Quantifying the Hidden Cost Burden of Duchenne Muscular Dystrophy on U.S. Households

For families caring for individuals with Duchenne muscular dystrophy (DMD), the disease’s toll extends far beyond the clinic. A recent caregiver survey conducted by Innis et al. highlights a sobering reality: households often shoulder tens of thousands of dollars in un-reimbursed, out-of-pocket expenses—costs that escalate with disease progression and frequently go unrecognized by healthcare systems.

A National Snapshot of Financial Strain

This cross-sectional study surveyed 90 U.S.-based caregivers of individuals with DMD who had incurred at least one home or vehicle-related expense in the past five years. Their responses, representing 106 individuals with DMD, offer granular insights into how families adapt homes, purchase specialized equipment, and cover recurring non-reimbursed healthcare costs.

Key findings include:

• Average home and vehicle-related expenses totaling $78,303 over five years, with 64% of households reporting costs for handicap-accessible vehicles alone (mean conditional cost: ~$48,000).
• Medical equipment expenses adding another $14,071, driven primarily by powered wheelchairs and assistive respiratory devices.
• Non-reimbursed healthcare services and prescription drugs accounting for over $13,600 annually, with wide variance driven by caregiving needs and disease stage.

Insurance gaps loom large. The data also show that caregivers covered 76.4% of home and vehicle-related expenses directly from household income. Government programs and charitable support made modest contributions, averaging just 5.4% and 18.2%, respectively. A similar pattern held for medical devices and health services, underscoring the systemic lack of financial safety nets for DMD-related functional needs.

Additionally, stratified analyses confirmed what many clinicians and families already suspect: as physical function declines, expenses rise sharply. Compared to ambulatory individuals, households caring for those in non-ambulatory stages faced nearly three times higher home and vehicle-related costs (mean: $87,168 vs. $28,898).

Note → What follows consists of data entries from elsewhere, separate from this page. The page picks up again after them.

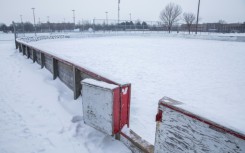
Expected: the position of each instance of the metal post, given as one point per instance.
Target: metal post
(118, 13)
(33, 9)
(74, 18)
(23, 30)
(106, 18)
(197, 15)
(16, 45)
(48, 24)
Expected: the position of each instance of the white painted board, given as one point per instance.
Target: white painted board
(98, 105)
(179, 133)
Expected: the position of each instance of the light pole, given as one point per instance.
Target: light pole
(197, 15)
(106, 15)
(48, 23)
(74, 18)
(33, 9)
(22, 24)
(118, 12)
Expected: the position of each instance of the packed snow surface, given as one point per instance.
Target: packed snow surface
(38, 114)
(207, 75)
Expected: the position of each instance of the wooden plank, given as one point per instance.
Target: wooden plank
(28, 52)
(182, 131)
(34, 57)
(135, 143)
(76, 82)
(42, 57)
(55, 68)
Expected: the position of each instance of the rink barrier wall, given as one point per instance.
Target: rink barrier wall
(179, 130)
(71, 75)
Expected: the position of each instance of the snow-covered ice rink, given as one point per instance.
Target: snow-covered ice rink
(39, 115)
(207, 75)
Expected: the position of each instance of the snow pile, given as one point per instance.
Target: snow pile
(38, 38)
(38, 114)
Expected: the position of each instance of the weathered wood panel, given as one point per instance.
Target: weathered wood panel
(177, 132)
(48, 63)
(98, 101)
(135, 143)
(77, 87)
(38, 57)
(65, 73)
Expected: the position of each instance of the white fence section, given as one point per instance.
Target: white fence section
(181, 131)
(99, 101)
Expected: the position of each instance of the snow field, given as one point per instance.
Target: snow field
(38, 114)
(206, 75)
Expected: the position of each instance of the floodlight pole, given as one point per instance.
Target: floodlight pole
(118, 12)
(106, 13)
(197, 15)
(74, 18)
(23, 30)
(33, 9)
(48, 23)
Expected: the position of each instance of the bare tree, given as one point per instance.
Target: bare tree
(189, 18)
(170, 15)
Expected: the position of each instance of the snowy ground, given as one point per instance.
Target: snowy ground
(208, 75)
(36, 112)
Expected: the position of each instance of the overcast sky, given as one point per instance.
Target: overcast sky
(210, 10)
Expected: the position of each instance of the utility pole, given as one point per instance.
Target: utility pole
(197, 15)
(48, 23)
(23, 29)
(118, 12)
(65, 25)
(74, 18)
(106, 15)
(33, 9)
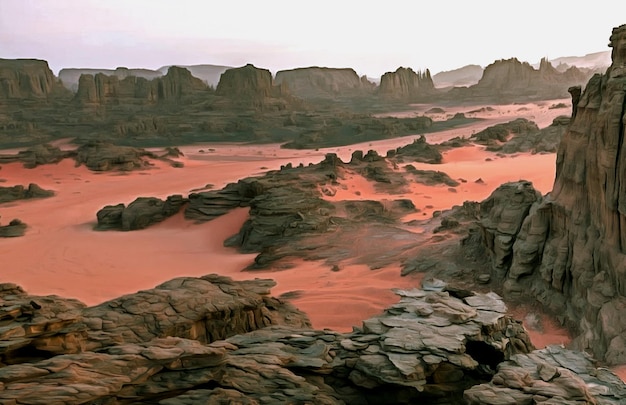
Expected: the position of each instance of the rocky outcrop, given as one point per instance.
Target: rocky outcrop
(545, 140)
(553, 375)
(175, 86)
(205, 309)
(465, 76)
(246, 82)
(213, 340)
(210, 74)
(510, 79)
(570, 251)
(13, 229)
(139, 214)
(36, 155)
(71, 76)
(501, 216)
(19, 192)
(28, 79)
(323, 82)
(405, 84)
(417, 151)
(103, 156)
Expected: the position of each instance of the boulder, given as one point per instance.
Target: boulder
(140, 214)
(19, 192)
(406, 84)
(322, 82)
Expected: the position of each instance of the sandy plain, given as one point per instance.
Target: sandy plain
(61, 253)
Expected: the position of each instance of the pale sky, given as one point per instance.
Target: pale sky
(372, 37)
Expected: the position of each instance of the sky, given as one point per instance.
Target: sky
(372, 37)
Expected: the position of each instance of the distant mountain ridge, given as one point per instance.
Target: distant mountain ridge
(210, 74)
(470, 75)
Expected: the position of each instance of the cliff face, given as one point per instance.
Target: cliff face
(102, 89)
(571, 251)
(245, 82)
(249, 86)
(405, 84)
(511, 78)
(28, 79)
(71, 77)
(322, 82)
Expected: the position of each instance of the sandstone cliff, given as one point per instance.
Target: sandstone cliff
(571, 250)
(210, 74)
(511, 79)
(253, 87)
(212, 340)
(322, 82)
(176, 85)
(405, 84)
(71, 76)
(28, 79)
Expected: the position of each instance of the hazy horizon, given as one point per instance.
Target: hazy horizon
(276, 35)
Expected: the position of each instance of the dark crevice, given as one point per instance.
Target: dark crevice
(620, 145)
(484, 353)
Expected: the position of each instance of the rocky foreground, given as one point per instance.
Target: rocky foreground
(213, 340)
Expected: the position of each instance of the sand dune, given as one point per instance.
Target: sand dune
(61, 254)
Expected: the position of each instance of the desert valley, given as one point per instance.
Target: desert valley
(214, 234)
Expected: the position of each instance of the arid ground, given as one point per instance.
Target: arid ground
(62, 254)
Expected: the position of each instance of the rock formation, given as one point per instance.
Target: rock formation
(13, 229)
(322, 82)
(462, 77)
(246, 82)
(71, 76)
(103, 156)
(210, 74)
(253, 87)
(19, 192)
(570, 251)
(177, 84)
(405, 84)
(417, 151)
(213, 340)
(550, 376)
(139, 214)
(28, 79)
(509, 79)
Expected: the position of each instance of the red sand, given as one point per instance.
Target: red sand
(61, 254)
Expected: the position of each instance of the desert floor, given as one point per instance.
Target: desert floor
(61, 253)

Medical equipment costs and in-home professional caregiving similarly tracked with disease progression and upper-limb impairment.

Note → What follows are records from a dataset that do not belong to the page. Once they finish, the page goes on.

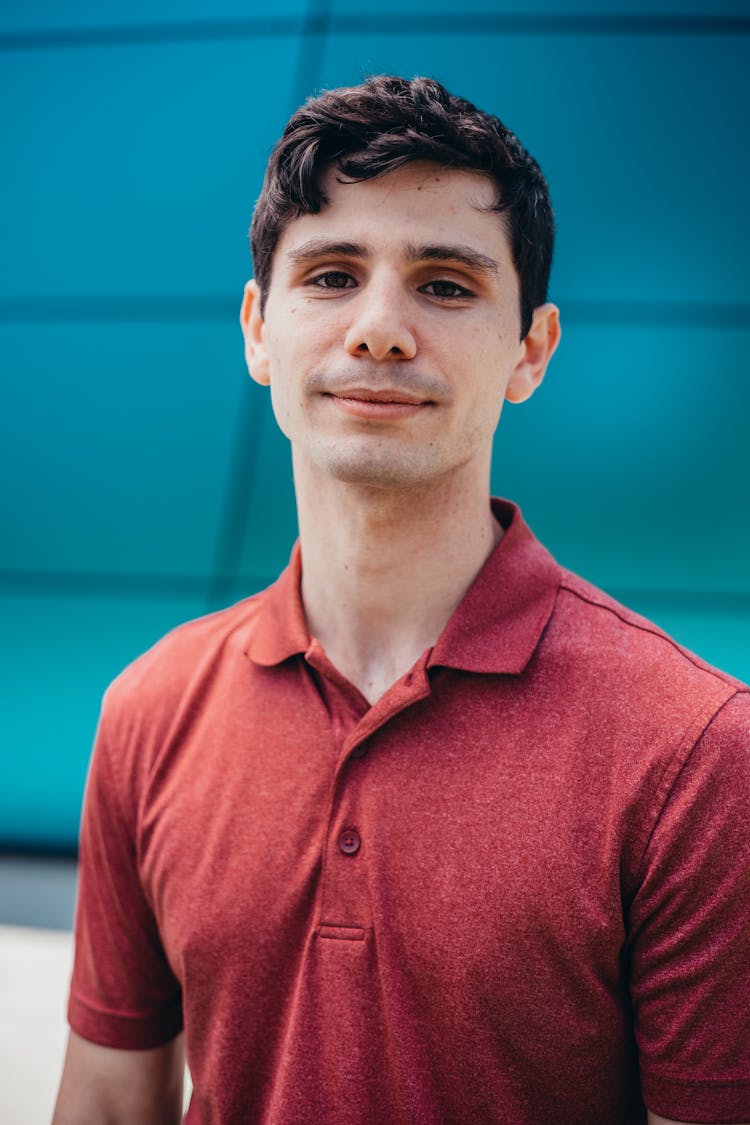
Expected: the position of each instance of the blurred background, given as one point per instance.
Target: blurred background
(144, 479)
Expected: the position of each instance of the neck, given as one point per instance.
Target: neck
(383, 569)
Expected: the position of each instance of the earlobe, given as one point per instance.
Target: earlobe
(253, 331)
(538, 349)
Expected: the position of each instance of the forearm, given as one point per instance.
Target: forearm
(115, 1087)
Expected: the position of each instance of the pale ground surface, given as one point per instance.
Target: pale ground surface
(36, 950)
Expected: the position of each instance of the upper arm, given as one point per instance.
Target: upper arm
(116, 1087)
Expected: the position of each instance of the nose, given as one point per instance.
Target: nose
(379, 326)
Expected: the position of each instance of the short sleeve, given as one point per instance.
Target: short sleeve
(689, 926)
(123, 991)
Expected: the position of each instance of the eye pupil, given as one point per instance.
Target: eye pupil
(335, 279)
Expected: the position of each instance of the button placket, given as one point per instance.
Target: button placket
(350, 842)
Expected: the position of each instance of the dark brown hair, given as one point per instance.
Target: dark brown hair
(387, 122)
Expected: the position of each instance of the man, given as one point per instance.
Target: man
(432, 830)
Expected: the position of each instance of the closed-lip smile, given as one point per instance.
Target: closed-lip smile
(383, 395)
(381, 405)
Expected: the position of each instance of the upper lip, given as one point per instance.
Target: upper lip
(379, 395)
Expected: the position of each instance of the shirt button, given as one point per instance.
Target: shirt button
(349, 842)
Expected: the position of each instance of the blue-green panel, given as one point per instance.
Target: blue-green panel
(552, 8)
(133, 170)
(632, 460)
(53, 15)
(640, 137)
(116, 444)
(721, 635)
(59, 656)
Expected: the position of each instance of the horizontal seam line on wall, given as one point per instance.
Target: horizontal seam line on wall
(122, 584)
(51, 309)
(451, 24)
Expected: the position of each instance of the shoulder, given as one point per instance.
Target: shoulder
(182, 662)
(612, 640)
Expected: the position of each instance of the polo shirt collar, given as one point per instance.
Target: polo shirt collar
(495, 629)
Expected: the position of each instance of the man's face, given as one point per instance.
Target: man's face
(390, 334)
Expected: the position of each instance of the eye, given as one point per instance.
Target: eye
(445, 290)
(333, 279)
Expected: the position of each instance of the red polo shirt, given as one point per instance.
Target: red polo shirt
(514, 890)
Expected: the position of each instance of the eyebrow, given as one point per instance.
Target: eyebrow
(415, 252)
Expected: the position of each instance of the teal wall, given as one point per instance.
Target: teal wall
(144, 480)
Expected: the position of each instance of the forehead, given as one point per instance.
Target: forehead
(418, 203)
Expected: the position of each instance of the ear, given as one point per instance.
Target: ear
(536, 350)
(253, 330)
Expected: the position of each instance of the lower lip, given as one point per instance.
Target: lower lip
(369, 408)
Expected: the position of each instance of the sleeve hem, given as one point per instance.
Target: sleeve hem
(715, 1101)
(129, 1031)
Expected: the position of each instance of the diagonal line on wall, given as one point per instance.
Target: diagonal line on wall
(359, 23)
(252, 417)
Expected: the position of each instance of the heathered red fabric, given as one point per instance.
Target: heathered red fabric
(544, 884)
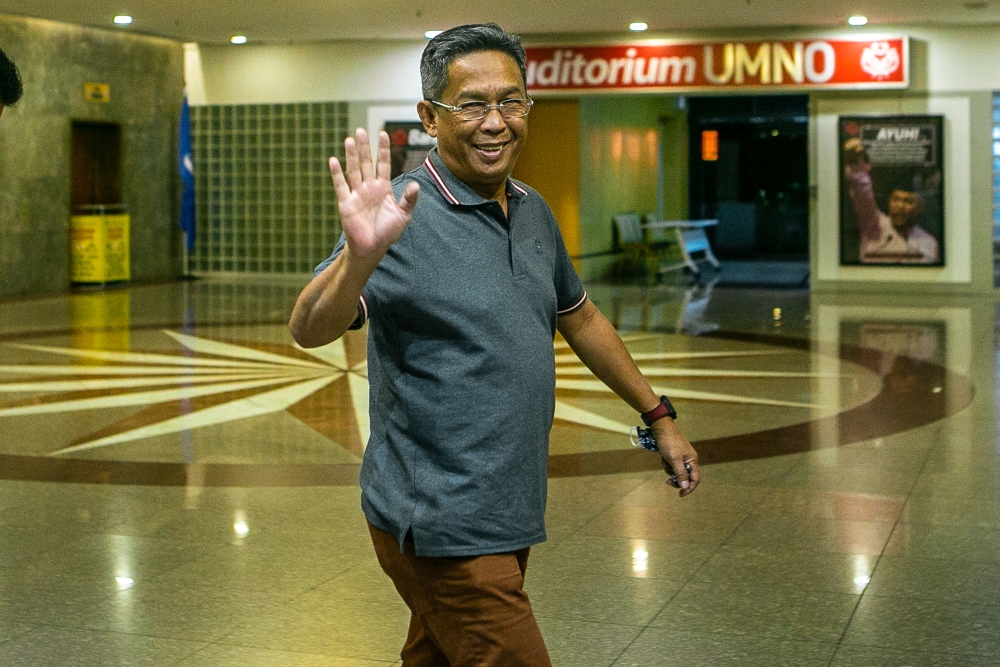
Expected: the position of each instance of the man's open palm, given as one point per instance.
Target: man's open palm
(372, 218)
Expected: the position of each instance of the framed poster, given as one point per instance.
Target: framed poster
(891, 190)
(409, 145)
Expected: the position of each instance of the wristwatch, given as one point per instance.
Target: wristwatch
(664, 409)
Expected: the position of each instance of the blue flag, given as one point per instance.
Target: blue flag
(186, 165)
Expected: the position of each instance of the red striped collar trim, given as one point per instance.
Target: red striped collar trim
(432, 170)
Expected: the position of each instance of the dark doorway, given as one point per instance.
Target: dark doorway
(95, 164)
(749, 167)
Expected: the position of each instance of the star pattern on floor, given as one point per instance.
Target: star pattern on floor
(241, 381)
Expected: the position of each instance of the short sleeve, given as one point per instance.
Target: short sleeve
(570, 294)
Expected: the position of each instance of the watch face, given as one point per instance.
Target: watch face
(670, 407)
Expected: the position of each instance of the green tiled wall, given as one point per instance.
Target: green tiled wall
(265, 203)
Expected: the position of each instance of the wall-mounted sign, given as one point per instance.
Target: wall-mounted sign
(891, 190)
(98, 93)
(409, 145)
(710, 145)
(713, 66)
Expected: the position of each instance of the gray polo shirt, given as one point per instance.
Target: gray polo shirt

Notably, some of the most expensive accommodations—such as installing elevators or modifying kitchens—were often forgone due to financial barriers, even when clearly needed.

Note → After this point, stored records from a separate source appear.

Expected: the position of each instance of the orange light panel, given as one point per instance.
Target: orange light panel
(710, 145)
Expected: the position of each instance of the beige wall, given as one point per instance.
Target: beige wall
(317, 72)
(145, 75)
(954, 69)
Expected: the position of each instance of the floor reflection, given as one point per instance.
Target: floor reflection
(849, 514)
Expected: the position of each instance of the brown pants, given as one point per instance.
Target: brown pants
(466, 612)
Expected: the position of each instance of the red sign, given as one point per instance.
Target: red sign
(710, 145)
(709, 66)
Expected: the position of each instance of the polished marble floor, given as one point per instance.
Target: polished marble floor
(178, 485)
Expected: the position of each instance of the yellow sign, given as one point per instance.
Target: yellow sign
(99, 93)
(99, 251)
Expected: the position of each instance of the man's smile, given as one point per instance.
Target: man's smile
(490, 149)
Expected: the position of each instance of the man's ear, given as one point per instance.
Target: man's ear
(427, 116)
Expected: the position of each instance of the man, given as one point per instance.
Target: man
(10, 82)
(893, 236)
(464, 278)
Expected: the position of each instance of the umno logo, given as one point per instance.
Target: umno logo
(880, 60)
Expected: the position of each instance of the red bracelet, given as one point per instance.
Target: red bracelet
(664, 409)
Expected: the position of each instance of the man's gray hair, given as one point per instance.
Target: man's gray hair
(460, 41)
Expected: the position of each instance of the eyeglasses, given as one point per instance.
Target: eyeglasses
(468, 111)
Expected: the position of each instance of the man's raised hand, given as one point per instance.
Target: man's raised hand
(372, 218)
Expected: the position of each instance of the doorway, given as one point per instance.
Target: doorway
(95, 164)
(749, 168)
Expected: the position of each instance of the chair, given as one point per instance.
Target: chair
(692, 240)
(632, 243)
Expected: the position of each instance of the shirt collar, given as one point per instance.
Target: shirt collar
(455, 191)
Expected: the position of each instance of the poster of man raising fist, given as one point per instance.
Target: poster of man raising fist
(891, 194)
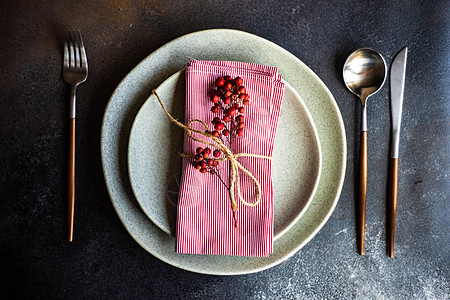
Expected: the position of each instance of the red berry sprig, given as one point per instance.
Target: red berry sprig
(204, 163)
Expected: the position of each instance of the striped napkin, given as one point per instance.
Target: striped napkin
(205, 222)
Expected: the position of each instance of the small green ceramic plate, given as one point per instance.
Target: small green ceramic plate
(154, 163)
(220, 44)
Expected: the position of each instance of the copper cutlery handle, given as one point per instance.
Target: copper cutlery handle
(71, 186)
(392, 203)
(362, 190)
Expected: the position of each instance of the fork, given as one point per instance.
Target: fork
(75, 71)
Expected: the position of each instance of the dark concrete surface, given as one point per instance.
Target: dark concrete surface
(37, 262)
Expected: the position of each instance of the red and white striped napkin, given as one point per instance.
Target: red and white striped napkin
(205, 223)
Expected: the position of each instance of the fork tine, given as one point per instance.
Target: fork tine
(66, 53)
(82, 51)
(71, 50)
(77, 50)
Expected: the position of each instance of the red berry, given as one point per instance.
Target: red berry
(220, 81)
(215, 98)
(219, 126)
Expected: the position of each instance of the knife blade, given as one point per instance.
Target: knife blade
(397, 86)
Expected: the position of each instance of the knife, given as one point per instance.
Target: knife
(397, 85)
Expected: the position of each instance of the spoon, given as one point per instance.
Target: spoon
(364, 75)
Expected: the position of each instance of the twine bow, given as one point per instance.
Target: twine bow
(232, 158)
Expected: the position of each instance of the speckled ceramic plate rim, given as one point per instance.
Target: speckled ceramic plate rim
(135, 87)
(317, 167)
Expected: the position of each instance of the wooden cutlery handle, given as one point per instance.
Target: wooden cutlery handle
(71, 186)
(362, 190)
(392, 203)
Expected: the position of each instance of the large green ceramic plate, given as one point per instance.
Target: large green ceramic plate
(220, 44)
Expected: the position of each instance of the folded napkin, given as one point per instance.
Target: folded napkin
(205, 219)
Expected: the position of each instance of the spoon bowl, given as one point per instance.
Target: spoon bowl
(364, 73)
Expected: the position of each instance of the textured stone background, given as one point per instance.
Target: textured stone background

Policy Implications: Toward Holistic Coverage Models

The findings raise important questions for policy and payer systems. While clinical trials and gene therapies garner attention and investment, the everyday costs of living with DMD remain largely unaccounted for in standard reimbursement frameworks. The authors suggest that more comprehensive coverage policies—including funding for non-medical but medically necessary home and vehicle adaptations—are essential for equity in DMD care.

Moreover, this study reinforces the need for multidimensional burden assessments in rare diseases. Beyond direct medical costs, long-term quality of life, caregiver capacity, and financial solvency are all deeply influenced by out-of-pocket expenditures that often go untracked.

Reference:

Innis B, Jarvis J, Renteria T, Audhya I. Household costs in the United States for accommodating functional impairments associated with Duchenne muscular dystrophy: results from a caregiver survey. Orphanet J Rare Dis. 2025;20:301. doi:10.1186/s13023-025-03794-1.